In short, there are two dangers: one, that the Radical Assembly declares itself the centre of a movement, but that movement does not really exist or, to the extent that it does exist, does not see itself as part of the Radical Assembly. Like the Podemos leadership in Spain, who were referenced more than once, the Radical Assembly leaders could try to impose their framework on a movement that has neither recovered from the defeats of 2010-15 nor regenerated itself on the streets.
The second danger, following on from this, is that we could be witnessing yet another centre of the anti-austerity struggle to compete (or peacefully co-exist) alongside the People’s Assembly, Unite the Resistance, National Shop Stewards Network, Occupy, UK Uncut, etc. That we don’t need. Unity in action must be our watchword.
The creation of another pole of resistance will contribute to the further fragmentation of our movement – just as the disgraceful attacks by John Rees and Counterfire leaders on activists following the Daily Mail witch-hunt will encourage people to reject wholesale the People’s Assembly and its leadership.

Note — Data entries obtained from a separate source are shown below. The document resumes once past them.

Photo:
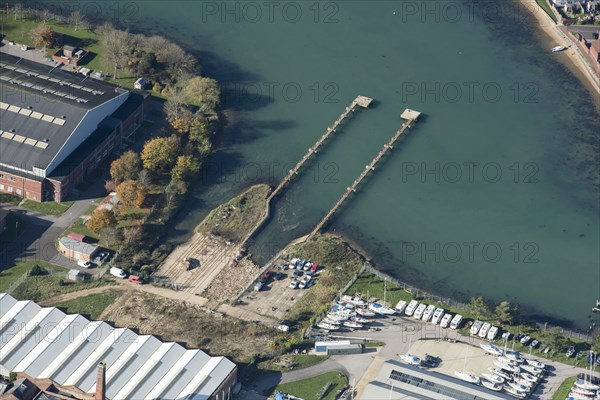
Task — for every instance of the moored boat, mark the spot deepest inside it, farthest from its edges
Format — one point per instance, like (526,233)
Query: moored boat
(468,377)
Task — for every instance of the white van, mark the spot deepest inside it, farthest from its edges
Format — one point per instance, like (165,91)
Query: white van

Finally the abandonment of the ‘left’ from the name points to another contradiction. The original ‘principles’ proposed that it would be a movement based on ‘broad anticapitalist’ aims; it is now a movement against ‘the system’. Such confused vacillating between liberal radicalism and libertarian anticapitalism, will confuse not clarify activists looking for a way to organise a revolutionary alternative to capitalism. As it stands the movement falls between two stools – it is neither an anticuts movement nor an anticapitalist organisation.
Where the Radical Assembly attracts large numbers and initiates good actions, then socialists should join in – always agitating within it for a working class orientation and unity with other forces, even those to the right initially. Why? Because without the numbers we can’t bring down the government and without united action we can’t win over the majority.
To sum up we don’t need a proliferation of different anti-cuts organisations, each with a unique selling point, we need one united federation, within which socialists, radicals and anticaptialists can organise amongst the greatest number of people to offer a different strategy for the movement from the dead-end routes promoted by the reformist trade union leaders and their centrist hangers-on.